Livestock (also cattle) refers to one or more domesticated animals raised in an agricultural setting to produce commodities such as food, fiber and labor. The term “livestock” as used in this article does not include poultry or farmed fish; however the inclusion of these, especially poultry, within the meaning of “livestock” is common.

Livestock generally are raised for subsistence or for profit. Raising animals (animal husbandry) is an important component of modern agriculture. It has been practised in many cultures since the transition to farming from hunter-gather lifestyles.
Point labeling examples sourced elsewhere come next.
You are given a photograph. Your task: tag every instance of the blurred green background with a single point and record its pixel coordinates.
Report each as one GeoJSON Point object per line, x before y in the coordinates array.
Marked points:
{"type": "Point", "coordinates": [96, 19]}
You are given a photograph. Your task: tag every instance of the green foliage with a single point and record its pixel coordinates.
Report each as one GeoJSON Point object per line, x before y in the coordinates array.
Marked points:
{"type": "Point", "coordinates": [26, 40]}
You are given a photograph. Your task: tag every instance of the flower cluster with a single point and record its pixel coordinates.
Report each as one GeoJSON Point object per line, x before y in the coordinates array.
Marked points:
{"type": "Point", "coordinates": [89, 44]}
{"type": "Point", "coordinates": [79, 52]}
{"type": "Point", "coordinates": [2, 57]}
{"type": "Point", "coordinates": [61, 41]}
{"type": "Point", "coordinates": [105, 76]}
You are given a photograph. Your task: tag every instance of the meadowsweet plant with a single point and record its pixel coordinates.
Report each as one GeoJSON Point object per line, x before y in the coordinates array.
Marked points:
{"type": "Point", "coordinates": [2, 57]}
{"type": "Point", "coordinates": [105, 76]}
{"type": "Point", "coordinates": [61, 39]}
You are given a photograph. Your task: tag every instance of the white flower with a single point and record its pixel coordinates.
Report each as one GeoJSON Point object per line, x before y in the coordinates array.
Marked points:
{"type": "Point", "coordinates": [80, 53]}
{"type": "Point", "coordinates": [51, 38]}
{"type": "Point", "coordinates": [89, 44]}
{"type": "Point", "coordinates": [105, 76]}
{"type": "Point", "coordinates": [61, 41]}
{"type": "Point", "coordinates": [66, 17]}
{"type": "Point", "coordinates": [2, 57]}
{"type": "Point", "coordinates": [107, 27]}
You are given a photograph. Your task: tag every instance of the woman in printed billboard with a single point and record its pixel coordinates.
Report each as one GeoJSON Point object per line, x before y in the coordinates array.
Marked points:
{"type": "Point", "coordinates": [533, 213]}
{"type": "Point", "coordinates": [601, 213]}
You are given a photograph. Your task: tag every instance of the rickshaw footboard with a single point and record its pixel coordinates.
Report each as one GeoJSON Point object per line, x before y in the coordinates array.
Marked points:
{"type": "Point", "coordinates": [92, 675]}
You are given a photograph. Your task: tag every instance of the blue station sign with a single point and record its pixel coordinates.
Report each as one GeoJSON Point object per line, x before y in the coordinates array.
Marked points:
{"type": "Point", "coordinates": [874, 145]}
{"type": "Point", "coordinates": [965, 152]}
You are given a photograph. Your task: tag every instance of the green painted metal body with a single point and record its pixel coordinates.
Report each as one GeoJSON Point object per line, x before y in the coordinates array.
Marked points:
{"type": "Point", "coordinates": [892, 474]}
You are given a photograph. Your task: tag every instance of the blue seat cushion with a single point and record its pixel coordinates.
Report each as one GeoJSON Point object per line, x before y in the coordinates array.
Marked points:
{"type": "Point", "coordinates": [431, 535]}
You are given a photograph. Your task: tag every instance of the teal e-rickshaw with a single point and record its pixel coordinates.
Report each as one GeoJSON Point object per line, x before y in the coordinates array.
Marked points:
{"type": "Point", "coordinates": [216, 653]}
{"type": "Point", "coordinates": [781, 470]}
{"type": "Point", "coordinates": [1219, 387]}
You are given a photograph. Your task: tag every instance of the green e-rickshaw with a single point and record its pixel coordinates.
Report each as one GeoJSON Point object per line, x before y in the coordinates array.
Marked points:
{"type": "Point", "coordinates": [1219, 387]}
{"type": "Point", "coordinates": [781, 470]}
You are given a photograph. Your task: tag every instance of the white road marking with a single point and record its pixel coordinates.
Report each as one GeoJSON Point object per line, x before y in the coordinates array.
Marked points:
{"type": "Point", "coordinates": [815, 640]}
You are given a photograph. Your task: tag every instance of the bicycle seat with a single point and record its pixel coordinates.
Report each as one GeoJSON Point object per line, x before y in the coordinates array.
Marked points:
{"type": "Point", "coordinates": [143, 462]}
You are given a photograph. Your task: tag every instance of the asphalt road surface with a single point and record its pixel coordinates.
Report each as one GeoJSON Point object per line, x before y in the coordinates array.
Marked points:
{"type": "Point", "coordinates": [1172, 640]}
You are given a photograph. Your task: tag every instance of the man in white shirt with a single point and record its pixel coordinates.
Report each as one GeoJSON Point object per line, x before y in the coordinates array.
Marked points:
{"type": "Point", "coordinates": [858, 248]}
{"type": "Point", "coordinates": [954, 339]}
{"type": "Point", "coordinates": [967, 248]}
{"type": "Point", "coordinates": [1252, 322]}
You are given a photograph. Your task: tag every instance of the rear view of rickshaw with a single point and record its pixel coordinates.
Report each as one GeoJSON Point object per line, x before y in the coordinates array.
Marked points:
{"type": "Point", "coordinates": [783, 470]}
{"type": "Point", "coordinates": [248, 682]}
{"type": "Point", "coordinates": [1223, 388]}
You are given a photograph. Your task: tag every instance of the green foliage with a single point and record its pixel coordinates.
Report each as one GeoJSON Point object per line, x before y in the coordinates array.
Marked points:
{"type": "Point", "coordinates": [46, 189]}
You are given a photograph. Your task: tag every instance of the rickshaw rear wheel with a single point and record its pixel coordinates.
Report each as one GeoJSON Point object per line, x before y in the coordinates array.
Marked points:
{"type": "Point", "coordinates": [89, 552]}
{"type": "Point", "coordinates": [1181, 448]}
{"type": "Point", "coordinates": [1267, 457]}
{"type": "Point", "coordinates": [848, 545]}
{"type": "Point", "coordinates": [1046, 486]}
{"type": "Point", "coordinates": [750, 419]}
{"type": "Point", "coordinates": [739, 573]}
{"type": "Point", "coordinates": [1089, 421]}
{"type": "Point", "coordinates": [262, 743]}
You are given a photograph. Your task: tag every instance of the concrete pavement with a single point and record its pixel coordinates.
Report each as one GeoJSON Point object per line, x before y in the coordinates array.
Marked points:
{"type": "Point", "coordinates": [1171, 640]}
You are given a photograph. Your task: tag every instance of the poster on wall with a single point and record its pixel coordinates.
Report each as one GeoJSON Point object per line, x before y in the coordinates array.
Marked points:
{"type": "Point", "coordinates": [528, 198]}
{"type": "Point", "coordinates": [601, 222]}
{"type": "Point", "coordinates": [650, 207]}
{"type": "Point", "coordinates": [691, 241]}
Animal-rearing has its origins in the transition of cultures to settled farming communities rather than hunter-gatherer lifestyles. Animals are ‘domesticated’ when their breeding and living conditions are controlled by humans. Over time, the collective behaviour, life cycle, and physiology of livestock have changed radically. Many modern farm animals are unsuited to life in the wild. Dogs were domesticated in East Asia about 15,000 years ago, Goats and sheep were domesticated around 8000 BCE in Asia. Swine or pigs were domesticated by 7000 BCE in the Middle East and China. The earliest evidence of horse domestication dates to around 4000 BCE

Older English sources, such as the King James Version of the Bible, refer to livestock in general as “cattle”, as opposed to the word “deer”, which then was used for wild animals which were not owned. The word cattle is derived from Middle English chatel, which meant all kinds of movable personal property, including of course livestock, which was differentiated from non-movable real-estate (“real property”). In later English, sometimes smaller livestock was called “small cattle” in that sense of movable property on land, which was not automatically bought or sold with the land. Today, the modern meaning of “cattle”, without a qualifier, usually refers to domesticated bovines (see Cattle). Other species of the genus Bos sometimes are called wild cattle.